Clark College was founded in 1869 as Clark University by the Freedmen's Aid Society of the Methodist Episcopal Church, which later became the United Methodist Church. The University was named for Bishop Davis W. Clark, who was the first President of the Freedmen's Aid Society and became Bishop in 1864. A sparsely furnished room in Clark Chapel, a Methodist Episcopal Church in Atlanta's Summerhill section, housed the first Clark College Class. In 1871, the school relocated to a new site on the newly purchased Whitehall and McDaniel Street property. In 1877, the School was chartered as Clark University.
An early benefactor, Bishop Gilbert Haven, visualized Clark as the "university" of all the Methodist schools founded for the education of freedmen. Strategically located in the gateway to the South, Clark was founded to "give tone" to all of the other educational institutions of the Methodist Episcopal Church providing education for Negro youth. After the school had changed locations several times, Bishop Haven, who succeeded Bishop Clark, was instrumental in acquiring 450 acres in South Atlanta, where in 1880 (the institution relocated in 1883) the school conferred its first degree. Also in 1883, Clark established a department, named for Dr. Elijah H. Gammon, known as Gammon School of Theology, which in 1888 became an independent theological seminary and is now part of the Interdenominational Theological Center.
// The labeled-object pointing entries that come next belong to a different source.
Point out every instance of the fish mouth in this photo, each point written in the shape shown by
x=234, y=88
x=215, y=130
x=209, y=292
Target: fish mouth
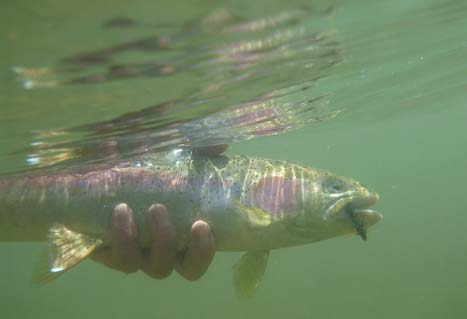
x=356, y=207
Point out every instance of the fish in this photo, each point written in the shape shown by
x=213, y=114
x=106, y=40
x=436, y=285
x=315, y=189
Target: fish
x=253, y=205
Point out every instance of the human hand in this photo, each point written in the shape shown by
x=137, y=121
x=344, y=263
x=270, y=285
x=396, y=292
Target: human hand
x=162, y=257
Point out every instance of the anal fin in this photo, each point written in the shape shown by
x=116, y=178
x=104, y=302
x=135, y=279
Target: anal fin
x=66, y=249
x=249, y=272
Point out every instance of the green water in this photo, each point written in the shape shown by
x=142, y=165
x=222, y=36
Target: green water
x=401, y=88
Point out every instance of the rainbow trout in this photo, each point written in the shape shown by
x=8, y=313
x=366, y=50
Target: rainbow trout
x=251, y=205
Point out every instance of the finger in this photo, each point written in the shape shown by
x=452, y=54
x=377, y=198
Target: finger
x=104, y=256
x=200, y=252
x=125, y=250
x=161, y=258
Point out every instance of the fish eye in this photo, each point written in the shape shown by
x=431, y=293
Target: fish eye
x=333, y=186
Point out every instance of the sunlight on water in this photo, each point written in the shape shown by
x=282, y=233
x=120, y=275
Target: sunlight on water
x=92, y=82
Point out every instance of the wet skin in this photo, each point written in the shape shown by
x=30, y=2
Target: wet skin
x=161, y=258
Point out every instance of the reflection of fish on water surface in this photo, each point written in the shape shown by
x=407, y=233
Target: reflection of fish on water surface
x=211, y=43
x=252, y=205
x=226, y=104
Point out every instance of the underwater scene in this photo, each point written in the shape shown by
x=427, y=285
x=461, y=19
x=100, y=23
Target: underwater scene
x=324, y=142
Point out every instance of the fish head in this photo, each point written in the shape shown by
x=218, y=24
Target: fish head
x=335, y=205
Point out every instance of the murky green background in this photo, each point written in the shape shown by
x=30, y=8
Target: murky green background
x=402, y=88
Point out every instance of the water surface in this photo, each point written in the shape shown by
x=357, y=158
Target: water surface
x=390, y=78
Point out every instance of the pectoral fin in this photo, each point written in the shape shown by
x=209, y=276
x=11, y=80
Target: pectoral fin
x=66, y=249
x=249, y=271
x=254, y=216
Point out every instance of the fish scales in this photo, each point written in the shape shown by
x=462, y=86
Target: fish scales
x=250, y=203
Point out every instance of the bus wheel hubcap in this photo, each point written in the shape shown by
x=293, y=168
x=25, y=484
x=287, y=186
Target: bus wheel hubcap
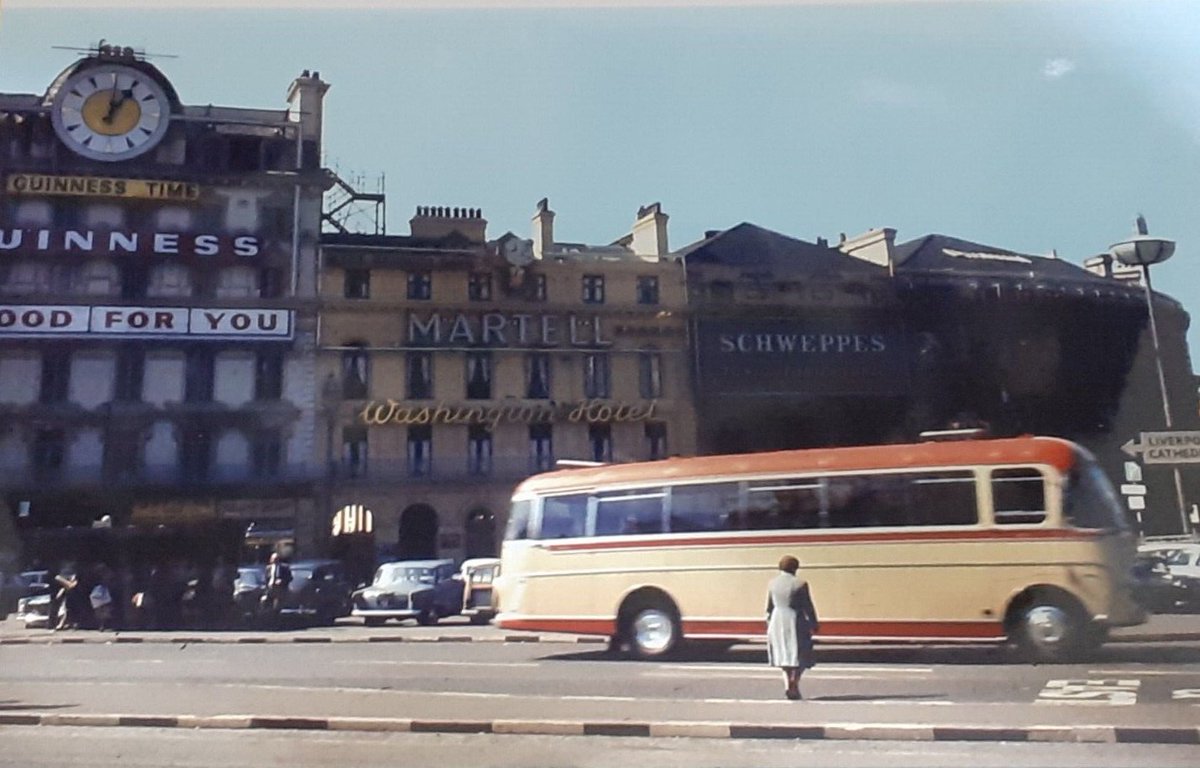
x=653, y=630
x=1048, y=624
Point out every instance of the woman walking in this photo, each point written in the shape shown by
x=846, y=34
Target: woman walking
x=791, y=622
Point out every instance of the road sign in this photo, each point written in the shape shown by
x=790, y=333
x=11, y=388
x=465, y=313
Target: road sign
x=1165, y=448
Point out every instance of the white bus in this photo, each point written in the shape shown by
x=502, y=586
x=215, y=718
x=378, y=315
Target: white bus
x=976, y=540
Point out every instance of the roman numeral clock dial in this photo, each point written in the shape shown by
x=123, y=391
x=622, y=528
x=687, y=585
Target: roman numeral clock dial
x=111, y=113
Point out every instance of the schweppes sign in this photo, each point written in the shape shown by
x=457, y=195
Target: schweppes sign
x=101, y=186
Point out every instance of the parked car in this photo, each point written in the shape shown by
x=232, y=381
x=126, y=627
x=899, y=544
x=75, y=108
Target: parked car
x=249, y=588
x=425, y=591
x=1182, y=557
x=477, y=575
x=24, y=585
x=35, y=611
x=319, y=591
x=1161, y=591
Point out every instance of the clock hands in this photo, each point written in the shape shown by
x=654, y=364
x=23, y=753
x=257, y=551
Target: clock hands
x=115, y=101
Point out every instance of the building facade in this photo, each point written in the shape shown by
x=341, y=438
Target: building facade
x=807, y=345
x=455, y=366
x=157, y=315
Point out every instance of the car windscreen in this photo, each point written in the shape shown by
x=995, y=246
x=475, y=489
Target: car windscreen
x=394, y=573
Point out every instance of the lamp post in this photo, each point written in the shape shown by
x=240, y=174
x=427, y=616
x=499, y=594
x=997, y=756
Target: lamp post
x=1145, y=251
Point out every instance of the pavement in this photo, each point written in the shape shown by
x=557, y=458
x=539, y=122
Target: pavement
x=119, y=707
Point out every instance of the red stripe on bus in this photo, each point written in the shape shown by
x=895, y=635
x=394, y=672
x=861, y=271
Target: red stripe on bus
x=991, y=453
x=736, y=628
x=684, y=540
x=923, y=630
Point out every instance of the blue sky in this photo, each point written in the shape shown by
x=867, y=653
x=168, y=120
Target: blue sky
x=1029, y=125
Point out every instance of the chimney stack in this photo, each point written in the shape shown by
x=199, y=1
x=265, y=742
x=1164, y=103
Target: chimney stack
x=543, y=229
x=649, y=235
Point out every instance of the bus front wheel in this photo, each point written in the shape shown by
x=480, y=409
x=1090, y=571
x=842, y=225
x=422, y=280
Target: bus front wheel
x=1049, y=628
x=651, y=628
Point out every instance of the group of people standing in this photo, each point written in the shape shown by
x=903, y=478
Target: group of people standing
x=167, y=595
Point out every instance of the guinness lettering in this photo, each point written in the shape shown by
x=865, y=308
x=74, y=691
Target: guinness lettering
x=115, y=241
x=144, y=322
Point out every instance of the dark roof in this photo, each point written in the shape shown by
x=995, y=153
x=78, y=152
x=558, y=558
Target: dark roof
x=942, y=255
x=451, y=241
x=755, y=247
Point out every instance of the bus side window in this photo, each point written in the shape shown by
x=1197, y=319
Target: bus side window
x=789, y=504
x=1018, y=496
x=563, y=516
x=636, y=511
x=708, y=507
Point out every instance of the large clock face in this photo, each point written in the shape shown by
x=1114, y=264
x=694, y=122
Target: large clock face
x=111, y=112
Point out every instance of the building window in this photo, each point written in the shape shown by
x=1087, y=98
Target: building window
x=355, y=373
x=649, y=375
x=541, y=447
x=268, y=454
x=538, y=376
x=593, y=289
x=648, y=289
x=420, y=286
x=270, y=283
x=198, y=376
x=479, y=450
x=196, y=455
x=354, y=451
x=357, y=283
x=420, y=376
x=479, y=287
x=55, y=377
x=131, y=363
x=135, y=281
x=600, y=442
x=479, y=376
x=49, y=448
x=595, y=375
x=420, y=450
x=269, y=376
x=655, y=439
x=123, y=454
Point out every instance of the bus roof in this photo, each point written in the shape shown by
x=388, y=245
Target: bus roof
x=1019, y=450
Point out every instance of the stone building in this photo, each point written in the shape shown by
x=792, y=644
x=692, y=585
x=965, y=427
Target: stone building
x=157, y=282
x=455, y=366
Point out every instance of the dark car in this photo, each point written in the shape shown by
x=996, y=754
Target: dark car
x=249, y=588
x=319, y=592
x=1161, y=591
x=425, y=591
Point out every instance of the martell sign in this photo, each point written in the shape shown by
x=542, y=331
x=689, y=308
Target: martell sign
x=67, y=322
x=496, y=329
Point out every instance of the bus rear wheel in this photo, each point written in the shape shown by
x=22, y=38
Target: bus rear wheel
x=651, y=628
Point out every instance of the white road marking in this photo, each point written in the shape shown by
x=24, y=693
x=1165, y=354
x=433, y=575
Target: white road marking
x=436, y=664
x=1151, y=672
x=1114, y=693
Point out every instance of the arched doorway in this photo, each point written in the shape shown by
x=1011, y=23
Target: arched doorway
x=418, y=533
x=480, y=533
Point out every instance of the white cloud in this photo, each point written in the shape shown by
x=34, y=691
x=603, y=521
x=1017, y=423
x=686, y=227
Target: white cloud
x=1057, y=69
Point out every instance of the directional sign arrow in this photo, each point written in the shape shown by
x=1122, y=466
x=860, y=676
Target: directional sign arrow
x=1165, y=448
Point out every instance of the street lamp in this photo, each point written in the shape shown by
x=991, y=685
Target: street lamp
x=1144, y=251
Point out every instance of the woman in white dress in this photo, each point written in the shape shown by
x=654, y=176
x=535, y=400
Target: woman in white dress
x=791, y=622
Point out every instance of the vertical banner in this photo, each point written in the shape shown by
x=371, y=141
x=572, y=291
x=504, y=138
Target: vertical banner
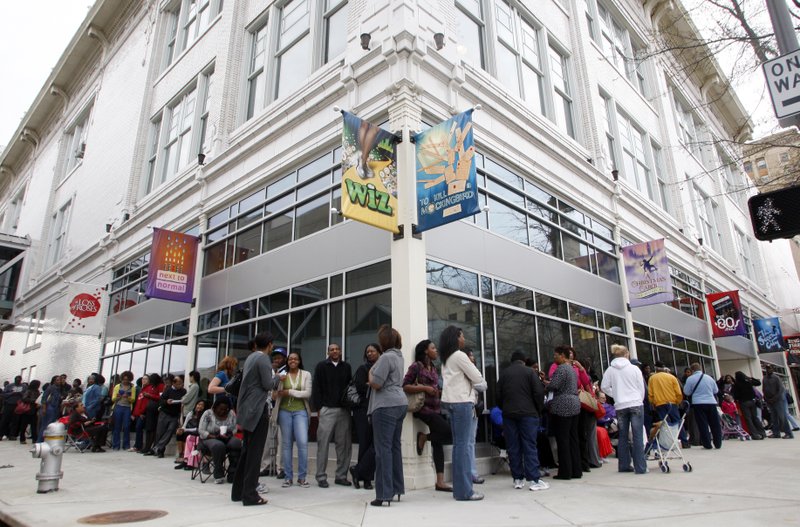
x=85, y=305
x=369, y=179
x=768, y=334
x=446, y=180
x=170, y=275
x=725, y=312
x=647, y=273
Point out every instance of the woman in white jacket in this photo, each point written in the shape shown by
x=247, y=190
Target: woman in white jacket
x=461, y=382
x=291, y=403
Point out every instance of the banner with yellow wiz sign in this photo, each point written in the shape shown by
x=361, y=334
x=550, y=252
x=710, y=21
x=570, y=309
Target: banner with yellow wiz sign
x=369, y=179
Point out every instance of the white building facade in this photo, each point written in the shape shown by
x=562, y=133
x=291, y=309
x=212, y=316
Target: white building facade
x=570, y=91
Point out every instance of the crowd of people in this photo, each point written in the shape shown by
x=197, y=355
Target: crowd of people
x=566, y=418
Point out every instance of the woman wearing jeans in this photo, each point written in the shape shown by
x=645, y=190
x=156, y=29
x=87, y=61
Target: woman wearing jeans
x=293, y=412
x=123, y=397
x=387, y=406
x=461, y=382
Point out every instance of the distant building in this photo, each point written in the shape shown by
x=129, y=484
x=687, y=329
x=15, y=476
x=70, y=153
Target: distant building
x=216, y=118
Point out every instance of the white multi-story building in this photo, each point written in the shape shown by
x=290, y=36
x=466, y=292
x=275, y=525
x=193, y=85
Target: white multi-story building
x=571, y=93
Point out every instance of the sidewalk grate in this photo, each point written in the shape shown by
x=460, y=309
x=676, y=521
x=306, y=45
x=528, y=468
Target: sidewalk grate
x=110, y=518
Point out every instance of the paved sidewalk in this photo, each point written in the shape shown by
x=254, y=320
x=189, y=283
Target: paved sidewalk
x=753, y=483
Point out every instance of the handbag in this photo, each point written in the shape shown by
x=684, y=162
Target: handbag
x=600, y=412
x=350, y=397
x=588, y=402
x=235, y=384
x=22, y=407
x=416, y=400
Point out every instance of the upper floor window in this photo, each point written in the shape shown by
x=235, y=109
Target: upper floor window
x=75, y=141
x=562, y=92
x=735, y=187
x=745, y=253
x=470, y=32
x=687, y=125
x=621, y=50
x=707, y=215
x=187, y=19
x=58, y=234
x=307, y=35
x=178, y=132
x=519, y=64
x=36, y=327
x=14, y=211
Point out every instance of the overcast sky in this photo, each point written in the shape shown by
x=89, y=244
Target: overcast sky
x=34, y=33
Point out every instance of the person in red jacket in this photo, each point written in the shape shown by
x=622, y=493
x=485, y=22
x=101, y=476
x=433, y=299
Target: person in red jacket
x=146, y=407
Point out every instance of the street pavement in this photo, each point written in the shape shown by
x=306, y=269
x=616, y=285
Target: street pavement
x=744, y=483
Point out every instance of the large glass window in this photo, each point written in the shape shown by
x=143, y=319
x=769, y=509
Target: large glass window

For purposes of economy and efficiency, during the 1930's, it was decided that Clark would join the Atlanta University Complex. While students on the South Atlanta campus fretted over final examinations in the winter of 1939, work was begun across town on an entirely new physical plant adjoining Atlanta University, Morehouse College, and Spelman College.
During the 1980s some of the advantages of proximity, which had seemed promising earlier, again became evident. Clark College and Atlanta University through consolidation preserved the best of the past and present and "Charted a Bold New Future." Clark Atlanta University was created on July 1, 1988.
Dr. Carlton E. Brown became the third President for Clark Atlanta University on August 1, 2008.